NRCS has not yet finished the scoring process for the 2012 sign-up and hence we cannot yet make the 2012 version of our chart available at this time. We will, however, post that chart on our website (www.sustainableagriculture.net) just as soon as NRCS makes the numbers available.
Transparency Improvements
As mentioned above, the CSP Conservation Measurement Tool (CMT) is filled out by each applicant and is used to determine program eligibility, environmental benefits ranking, and CSP payment amounts. The CMT covers both active management of existing conservation acticities on a farm as well as new enhancement and practice adoption.
Importantly, NRCS also made a number of changes for 2012 to the way the Conservation Measurement Tool works. The CMT will now display performance points in real time to allow producers to see the effects of their responses to questions and choices in the CMT on their score. Producers will be able to perform “what-if” analysis as they fill out the CMT. The tool will now also break down the applicants’ total ranking score to allow the participant to understand how past performance has impacted their ranking and where improvement is necessary.

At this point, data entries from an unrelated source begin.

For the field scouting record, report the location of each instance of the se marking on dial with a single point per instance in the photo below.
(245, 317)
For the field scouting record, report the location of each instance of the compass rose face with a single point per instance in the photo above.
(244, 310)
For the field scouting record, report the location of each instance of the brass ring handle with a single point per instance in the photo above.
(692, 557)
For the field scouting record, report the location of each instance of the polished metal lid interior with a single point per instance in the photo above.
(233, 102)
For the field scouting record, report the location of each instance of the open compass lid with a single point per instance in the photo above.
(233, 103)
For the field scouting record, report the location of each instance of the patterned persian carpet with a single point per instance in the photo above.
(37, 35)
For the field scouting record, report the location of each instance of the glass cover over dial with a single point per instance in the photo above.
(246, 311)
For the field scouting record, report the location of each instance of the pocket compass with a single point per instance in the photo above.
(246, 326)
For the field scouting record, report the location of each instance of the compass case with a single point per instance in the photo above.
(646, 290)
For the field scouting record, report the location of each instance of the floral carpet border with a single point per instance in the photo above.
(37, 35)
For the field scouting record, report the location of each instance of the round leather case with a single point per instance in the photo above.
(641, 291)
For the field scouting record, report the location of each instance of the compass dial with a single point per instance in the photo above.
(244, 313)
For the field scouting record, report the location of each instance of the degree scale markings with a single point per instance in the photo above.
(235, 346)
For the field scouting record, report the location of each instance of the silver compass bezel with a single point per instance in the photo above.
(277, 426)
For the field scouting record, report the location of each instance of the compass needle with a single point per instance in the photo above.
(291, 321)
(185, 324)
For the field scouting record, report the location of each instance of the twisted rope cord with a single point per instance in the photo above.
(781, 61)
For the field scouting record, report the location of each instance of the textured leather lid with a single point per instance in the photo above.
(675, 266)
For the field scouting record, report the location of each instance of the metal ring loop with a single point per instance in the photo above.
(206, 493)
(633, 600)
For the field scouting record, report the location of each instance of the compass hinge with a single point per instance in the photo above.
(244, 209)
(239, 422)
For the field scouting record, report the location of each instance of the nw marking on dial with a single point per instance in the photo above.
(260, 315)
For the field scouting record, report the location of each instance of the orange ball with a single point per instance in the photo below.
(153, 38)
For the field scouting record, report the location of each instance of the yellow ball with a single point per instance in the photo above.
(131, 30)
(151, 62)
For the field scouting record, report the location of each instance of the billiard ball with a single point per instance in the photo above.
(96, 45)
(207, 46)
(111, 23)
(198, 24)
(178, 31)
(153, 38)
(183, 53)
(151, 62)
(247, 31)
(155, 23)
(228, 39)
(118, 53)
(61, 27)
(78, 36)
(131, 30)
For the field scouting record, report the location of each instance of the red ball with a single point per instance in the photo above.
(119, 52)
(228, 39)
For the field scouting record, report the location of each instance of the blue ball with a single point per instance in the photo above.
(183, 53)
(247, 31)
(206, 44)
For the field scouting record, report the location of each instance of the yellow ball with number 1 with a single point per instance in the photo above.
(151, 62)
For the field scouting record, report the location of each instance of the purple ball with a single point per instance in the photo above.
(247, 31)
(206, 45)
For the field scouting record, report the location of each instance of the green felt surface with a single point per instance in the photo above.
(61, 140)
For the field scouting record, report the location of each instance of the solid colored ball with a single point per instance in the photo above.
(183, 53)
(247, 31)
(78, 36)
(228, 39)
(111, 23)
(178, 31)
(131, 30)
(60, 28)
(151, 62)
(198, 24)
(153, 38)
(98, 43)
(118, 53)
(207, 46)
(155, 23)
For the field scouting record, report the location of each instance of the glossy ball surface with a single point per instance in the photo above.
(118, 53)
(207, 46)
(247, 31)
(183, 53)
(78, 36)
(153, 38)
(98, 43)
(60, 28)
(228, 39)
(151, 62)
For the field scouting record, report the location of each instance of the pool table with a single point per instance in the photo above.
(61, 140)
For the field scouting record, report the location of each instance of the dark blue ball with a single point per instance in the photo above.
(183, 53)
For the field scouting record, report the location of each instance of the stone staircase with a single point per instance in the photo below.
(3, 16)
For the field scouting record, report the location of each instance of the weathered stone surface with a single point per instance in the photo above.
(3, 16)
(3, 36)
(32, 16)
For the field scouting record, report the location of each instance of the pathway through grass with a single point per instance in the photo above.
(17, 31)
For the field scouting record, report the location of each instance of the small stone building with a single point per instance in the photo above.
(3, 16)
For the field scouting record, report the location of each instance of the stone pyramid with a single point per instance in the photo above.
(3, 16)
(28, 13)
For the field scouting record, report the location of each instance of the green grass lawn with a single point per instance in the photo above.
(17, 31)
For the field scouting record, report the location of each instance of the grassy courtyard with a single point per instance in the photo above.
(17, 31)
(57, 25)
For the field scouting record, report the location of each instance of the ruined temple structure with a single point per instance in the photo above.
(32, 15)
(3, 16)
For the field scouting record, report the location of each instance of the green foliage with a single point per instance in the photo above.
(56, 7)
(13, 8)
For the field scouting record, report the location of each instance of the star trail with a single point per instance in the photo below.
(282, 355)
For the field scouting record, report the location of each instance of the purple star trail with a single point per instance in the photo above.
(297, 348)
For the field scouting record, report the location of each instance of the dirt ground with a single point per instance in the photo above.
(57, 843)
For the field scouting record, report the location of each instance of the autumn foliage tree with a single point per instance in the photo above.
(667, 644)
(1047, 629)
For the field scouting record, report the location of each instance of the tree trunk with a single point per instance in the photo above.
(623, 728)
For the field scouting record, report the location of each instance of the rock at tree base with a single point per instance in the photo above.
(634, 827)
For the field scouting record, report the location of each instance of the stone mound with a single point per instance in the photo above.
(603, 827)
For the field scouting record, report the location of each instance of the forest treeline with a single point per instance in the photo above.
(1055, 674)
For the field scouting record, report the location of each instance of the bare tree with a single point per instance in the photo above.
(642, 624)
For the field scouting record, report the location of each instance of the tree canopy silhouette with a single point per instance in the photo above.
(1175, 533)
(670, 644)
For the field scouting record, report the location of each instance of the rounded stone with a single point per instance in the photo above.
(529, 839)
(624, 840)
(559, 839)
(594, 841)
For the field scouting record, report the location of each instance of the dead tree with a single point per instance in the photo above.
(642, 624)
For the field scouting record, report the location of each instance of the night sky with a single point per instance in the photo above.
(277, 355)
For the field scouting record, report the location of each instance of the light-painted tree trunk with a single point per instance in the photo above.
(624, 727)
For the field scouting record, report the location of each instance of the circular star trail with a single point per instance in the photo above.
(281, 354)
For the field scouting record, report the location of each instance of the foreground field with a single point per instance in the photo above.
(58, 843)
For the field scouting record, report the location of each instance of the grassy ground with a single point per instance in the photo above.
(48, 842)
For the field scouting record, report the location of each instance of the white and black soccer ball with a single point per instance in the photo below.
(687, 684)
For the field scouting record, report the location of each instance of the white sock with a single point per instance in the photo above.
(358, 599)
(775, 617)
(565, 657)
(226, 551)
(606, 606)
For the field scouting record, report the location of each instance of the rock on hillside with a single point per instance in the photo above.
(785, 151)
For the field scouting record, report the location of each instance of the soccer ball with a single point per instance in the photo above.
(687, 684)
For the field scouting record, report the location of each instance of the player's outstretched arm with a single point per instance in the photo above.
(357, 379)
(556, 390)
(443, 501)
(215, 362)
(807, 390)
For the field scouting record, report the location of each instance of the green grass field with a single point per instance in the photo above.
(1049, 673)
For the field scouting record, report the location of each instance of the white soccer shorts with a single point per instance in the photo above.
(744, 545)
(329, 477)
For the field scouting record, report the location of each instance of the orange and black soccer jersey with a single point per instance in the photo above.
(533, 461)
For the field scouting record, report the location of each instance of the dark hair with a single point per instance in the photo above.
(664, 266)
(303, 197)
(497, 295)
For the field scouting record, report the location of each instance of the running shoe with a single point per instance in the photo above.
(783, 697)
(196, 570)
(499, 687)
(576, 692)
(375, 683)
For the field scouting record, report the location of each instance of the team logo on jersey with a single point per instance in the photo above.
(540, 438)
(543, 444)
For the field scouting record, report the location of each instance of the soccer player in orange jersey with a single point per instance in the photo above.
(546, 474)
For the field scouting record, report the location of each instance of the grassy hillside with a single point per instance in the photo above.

We commend NRCS for taking these important steps to increase the transparency and accessibility of the CMT.
Farmers’ Guide to the CSP
As producers consider signing up for the program, they may want to review NSAC’s recently updated Farmers’ Guide to the Conservation Stewardship Program. The guide is intended to help family farmers, ranchers, and foresters better understand the CSP enrollment process. In addition, it provides clear information on conservation activities eligible for CSP payments to improve conservation performance and environmental benefits.
The revised Guide includes step-by-step enrollment guidance, key definitions, and helpful hints. It also includes a new five-page section with data analysis of the program’s first two sign-up periods in 2009 and 2010. This data section includes analysis of program participation by geographic region, land use type, commodity type, and the top conservation practices and enhancements chosen by farmers and ranchers who have enrolled in the program.